Three Poems

By vqueeram aditya sahai

 

My favorite sight in the city

is old women
in a market, taking a taxi, idling in a balcony, crossing the road
going along all alone
someday i will be an old woman
a sign that life can be cut only one way
and i didn’t
survival of the weakest, and still

someday i will be an old woman
seen by a boy of 29 wistfully
and he will believe
that grief comes in a silk saree
with roses in her hair
and that the only threads let loose
are the ones we let open or drape
and to live till 80 is a matter we choose

 

you build houses

of sunshine next to
the sea for its water

so do not hold
that i weep words
against me

we are different kinds of vast
sing songs of joy
in different tongues

we scrap the same earth
and we are equal parts
air, love, and salt

do not hold
me against myself
build a house next to me

see the sun on skin
turn salt into love see
yourself like water

 

pleated on the other side

I
Christmas Day, 2011, you would see an eighty-one-year-old woman turn pastels into color, standing outside her house next to the flowers she has tended into colors, all in bloom but slightly pastel, as if the yellow, the reds and the purples were graying with her. In her garden, she stands wearing a sweater that her daughter gave her twenty or may be thirty years ago, so fresh as if the price tag is still there. For people who have been poor, the price tag never goes. This woman would quote you the price when you tell her how beautiful she looks today. 8 am and she stand with her grandson, in a stunning ikat sari her daughter gifted her this year. The daughter stretched her wallet to buy two similar ones – the more expensive one she gave her mother who put it away for Christmas.
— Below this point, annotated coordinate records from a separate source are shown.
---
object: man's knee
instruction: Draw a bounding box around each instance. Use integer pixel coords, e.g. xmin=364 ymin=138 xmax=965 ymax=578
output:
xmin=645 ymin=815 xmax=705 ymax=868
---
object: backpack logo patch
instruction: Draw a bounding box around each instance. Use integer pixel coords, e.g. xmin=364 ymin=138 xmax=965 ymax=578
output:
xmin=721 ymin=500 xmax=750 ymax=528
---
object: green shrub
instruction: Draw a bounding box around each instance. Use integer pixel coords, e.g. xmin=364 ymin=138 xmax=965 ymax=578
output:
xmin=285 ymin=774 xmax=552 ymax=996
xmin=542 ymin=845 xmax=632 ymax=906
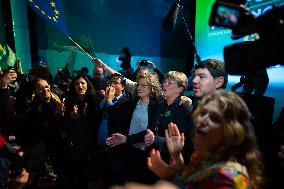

Christmas Day, 2011, you would see Mrs. Sudan wait for her rickshaw at eight am with her grandson to go to church. It is the rickshaw puller who stays with her more hours a month than her grandson, who fends for her, does her dishes, and asks about her two times a day. It is the rickshaw puller she screams at for being lazy. The grandson who is visiting her for Christmas calls once a day and she is proud of him. It is the grandson who pushed and pushed his mother to buy the sari she was not going to buy for herself, making one a Christmas present.

Christmas Day 2011, between the fog and the sun, while waiting for the rickshaw, the church, and the festive lunch, the grandson takes out his golden phone with a 3. 2 megapixel camera to click a picture of his grandmother looking every bit of the teacher that she is. He feels love and pride while settling her pleats for her, feeling the silk run between his fingers. His grandmother is impatient for the day to begin and get moving but he feels her held together by happiness. He does not know that the photograph he will take of this moment, because he has a camera phone finally, because his grandmother looks everything, because it is Christmas, that the photograph he will take of this moment, of a grandmother who hasn’t faced a camera in twenty years but will still smile at, disarmed, will turn into the photograph they will all remember her with when she passes away two weeks before Christmas 2012. This photography will turn accident into fate – that she was always smiling and there was always someone to click a picture.

Christmas Day 2011, because the grandson is not in the picture he does not remember what he wore that Christmas but he remembers the silk of his grandmother’s sari, that he could pleat it on everyone else but himself.

I am a teacher now. I do not earn enough to casually buy a gold and black ikat even now. It would stretch my wallet and my guilt to its seams. I drape my body around other saris. Many women my mother’s age say to me that the pleats are on the wrong side, that the drape is better pinned
without irony
that five and a half meters are not enough to hide a grandson
nor enough for a parachute
that a man is a sari pleated on the other side
that a man in a sari is a drape unpinned

As the grandson that was writes this poem he realizes he has lost the only picture he had of his mother in the sari her mother had worn to her wedding. She took this sari from her mother’s almirah after her death and wore it to her first day of work. New Year’s 2013, i remember only because it’s a white phone this time. Neither of them knows how to take a photograph. She stands in her drawing room with her hands dropped to the side like the orange curtains behind her, but frozen. She hasn’t perhaps felt desired in long but knows her son loves her. She hates her photographs. For a woman who doesn’t look at the mirror much she wonders where the double chin came from in the photograph and leaves in a haste for work. She protests looking like the picture. The son cries that the photograph is now a lost protest.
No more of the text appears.